Fuels mitigation is reducing the amount, composition, and structure of burnable material in the mid to under story. These projects are completed either by hand or by a tracked or wheeled machine with a masticating head attachment. The masticating head on the machine is able to reduce the material to mulch size and remove chances of that vegetation carrying fire into the overstory trees. Hand treatments will result in debris piles that will need to be burned with future prescribed fire operations.
The goal of all treatments is to create areas of defensible space from the installation as a whole to forested stands to individual structures. Properly constructed and managed defensible space has been proven to greatly increase the chances of a structure’s survivability in the event of a wildfire.
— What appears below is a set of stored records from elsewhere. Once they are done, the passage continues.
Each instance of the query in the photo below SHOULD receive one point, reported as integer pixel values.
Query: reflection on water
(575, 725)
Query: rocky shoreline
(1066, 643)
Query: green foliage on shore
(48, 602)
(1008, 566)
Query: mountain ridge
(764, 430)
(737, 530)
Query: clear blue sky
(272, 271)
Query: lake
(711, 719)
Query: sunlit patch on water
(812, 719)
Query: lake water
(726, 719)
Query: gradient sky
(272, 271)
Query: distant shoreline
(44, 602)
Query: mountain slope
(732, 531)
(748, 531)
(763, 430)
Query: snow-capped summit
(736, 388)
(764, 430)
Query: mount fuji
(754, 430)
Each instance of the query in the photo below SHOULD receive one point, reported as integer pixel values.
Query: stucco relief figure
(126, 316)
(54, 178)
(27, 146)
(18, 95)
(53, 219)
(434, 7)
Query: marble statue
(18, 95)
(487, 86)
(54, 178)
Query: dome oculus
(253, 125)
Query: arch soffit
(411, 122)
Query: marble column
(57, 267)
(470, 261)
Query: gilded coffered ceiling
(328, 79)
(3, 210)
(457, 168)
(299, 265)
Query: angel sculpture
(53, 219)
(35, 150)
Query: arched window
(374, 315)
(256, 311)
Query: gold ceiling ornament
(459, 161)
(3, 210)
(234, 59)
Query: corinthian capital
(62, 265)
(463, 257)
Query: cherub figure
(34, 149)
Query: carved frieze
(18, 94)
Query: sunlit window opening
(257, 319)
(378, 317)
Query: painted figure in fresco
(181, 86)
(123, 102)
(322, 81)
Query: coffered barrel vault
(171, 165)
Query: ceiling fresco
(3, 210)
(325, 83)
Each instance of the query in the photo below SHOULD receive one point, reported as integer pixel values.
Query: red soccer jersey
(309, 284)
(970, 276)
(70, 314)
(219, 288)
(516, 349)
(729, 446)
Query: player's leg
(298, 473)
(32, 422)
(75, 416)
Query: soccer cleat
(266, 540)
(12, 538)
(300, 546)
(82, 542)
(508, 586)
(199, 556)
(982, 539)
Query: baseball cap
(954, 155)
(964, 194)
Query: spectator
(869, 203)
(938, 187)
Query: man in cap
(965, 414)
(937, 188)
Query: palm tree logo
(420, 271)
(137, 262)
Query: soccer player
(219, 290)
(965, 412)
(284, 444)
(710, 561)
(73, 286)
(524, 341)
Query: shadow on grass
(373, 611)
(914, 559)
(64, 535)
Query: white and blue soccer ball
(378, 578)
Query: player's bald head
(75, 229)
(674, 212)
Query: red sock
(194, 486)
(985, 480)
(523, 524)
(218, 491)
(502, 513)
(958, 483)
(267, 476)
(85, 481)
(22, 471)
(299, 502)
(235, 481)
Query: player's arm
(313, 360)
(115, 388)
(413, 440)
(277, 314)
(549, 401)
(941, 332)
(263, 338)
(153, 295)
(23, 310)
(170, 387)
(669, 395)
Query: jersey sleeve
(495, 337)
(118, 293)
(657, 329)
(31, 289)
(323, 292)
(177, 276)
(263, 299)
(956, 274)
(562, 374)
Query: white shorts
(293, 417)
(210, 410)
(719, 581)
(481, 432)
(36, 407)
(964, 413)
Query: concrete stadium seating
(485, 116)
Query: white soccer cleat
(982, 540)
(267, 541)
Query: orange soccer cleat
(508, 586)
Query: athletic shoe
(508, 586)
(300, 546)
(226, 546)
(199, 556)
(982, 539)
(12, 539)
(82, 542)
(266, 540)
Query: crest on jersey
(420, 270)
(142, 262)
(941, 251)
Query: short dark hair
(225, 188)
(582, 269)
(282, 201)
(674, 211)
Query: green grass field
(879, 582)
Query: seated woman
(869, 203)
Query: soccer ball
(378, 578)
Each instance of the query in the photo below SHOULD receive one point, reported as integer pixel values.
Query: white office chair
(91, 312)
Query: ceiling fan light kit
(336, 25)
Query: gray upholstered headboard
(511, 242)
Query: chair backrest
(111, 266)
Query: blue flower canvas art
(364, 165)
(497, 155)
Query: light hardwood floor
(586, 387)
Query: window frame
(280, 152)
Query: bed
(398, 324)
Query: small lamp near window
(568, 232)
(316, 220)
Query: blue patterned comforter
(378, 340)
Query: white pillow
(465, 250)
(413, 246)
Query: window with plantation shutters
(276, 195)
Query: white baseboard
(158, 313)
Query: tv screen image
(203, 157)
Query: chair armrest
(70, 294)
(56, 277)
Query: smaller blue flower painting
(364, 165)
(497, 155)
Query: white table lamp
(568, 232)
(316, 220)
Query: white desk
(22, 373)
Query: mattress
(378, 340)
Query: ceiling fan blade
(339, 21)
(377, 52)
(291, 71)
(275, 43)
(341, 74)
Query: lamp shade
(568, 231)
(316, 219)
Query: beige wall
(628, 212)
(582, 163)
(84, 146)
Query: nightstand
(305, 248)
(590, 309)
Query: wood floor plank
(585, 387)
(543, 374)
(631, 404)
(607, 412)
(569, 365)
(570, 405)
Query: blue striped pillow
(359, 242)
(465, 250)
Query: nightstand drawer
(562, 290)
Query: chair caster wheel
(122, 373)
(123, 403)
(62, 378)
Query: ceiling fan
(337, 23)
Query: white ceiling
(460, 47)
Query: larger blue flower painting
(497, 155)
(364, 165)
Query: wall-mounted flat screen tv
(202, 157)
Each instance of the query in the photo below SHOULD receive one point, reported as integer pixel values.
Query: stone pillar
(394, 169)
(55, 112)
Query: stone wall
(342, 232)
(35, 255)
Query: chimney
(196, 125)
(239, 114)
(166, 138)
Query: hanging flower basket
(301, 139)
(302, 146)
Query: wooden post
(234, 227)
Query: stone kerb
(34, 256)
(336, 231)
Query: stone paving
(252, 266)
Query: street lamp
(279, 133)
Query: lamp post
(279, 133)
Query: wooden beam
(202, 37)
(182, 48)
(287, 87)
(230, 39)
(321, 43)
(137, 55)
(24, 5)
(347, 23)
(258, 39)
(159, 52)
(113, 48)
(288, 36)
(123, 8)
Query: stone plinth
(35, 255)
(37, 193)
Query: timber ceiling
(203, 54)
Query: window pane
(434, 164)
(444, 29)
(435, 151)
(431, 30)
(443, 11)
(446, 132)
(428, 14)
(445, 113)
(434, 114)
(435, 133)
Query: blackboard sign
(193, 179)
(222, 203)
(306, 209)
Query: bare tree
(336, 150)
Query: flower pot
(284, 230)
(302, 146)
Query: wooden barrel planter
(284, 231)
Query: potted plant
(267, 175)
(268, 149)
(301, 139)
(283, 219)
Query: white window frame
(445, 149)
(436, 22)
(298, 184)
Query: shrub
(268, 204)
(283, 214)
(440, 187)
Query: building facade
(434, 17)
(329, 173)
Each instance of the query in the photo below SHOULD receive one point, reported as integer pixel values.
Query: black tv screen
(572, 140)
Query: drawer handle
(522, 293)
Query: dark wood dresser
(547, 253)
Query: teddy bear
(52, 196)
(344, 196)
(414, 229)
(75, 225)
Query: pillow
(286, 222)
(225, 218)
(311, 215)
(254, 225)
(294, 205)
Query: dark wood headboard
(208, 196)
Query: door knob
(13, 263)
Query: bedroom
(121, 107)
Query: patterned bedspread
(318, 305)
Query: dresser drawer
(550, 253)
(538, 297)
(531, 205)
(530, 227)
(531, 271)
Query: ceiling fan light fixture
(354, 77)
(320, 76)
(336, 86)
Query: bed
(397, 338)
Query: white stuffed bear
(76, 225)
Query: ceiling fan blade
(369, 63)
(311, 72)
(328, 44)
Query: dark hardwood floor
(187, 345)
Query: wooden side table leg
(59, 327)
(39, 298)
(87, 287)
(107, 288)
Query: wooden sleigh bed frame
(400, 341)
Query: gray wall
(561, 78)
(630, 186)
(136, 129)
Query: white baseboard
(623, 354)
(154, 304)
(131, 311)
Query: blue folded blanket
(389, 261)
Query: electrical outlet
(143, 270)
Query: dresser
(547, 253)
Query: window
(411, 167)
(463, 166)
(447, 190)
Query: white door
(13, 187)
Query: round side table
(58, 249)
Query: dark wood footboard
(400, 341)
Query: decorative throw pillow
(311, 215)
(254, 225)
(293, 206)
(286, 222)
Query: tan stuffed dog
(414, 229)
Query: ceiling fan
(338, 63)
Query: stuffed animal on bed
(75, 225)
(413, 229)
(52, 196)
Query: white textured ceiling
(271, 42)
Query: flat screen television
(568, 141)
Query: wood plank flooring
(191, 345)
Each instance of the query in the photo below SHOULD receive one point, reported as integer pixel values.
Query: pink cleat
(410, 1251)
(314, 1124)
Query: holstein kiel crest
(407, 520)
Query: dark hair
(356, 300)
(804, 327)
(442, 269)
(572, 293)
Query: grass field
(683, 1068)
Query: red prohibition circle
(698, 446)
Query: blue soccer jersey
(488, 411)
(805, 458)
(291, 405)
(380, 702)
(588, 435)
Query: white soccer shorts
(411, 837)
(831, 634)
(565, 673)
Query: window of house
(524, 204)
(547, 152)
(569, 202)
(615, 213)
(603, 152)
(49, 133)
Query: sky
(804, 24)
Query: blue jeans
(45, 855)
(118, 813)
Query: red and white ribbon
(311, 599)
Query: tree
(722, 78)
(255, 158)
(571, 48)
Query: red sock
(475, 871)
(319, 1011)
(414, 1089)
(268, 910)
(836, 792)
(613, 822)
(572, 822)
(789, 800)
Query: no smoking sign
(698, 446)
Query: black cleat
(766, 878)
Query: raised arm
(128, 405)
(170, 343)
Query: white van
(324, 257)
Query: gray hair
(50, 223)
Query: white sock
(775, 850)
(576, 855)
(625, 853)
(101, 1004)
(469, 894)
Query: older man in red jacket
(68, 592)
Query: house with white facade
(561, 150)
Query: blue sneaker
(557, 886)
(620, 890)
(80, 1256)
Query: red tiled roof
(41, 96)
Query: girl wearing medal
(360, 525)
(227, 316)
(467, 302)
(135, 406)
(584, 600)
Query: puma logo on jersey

Natural Resources works with the Wildland Support Module and 10 CES Fire and Emergency Services to complete defensible space projects on select structures throughout USAFA.
Prescribed fire is also an essential management tool. Where possible USAFA is working to create a resilient forest landscape with properly spaced trees managed by prescribed fire. The Front Range of Colorado is a fire dependent landscape. The reduction of fire on the landscape increases fuel loading and deteriorates the health of the forest. It is also a natural more cost-effective process to properly manage forested areas where possible. Natural Resources works with the Wildland Support Module and 10 CES Fire and Emergency Services to identify, prepare, and implement prescribed fire operations based on comprehensive burn plans.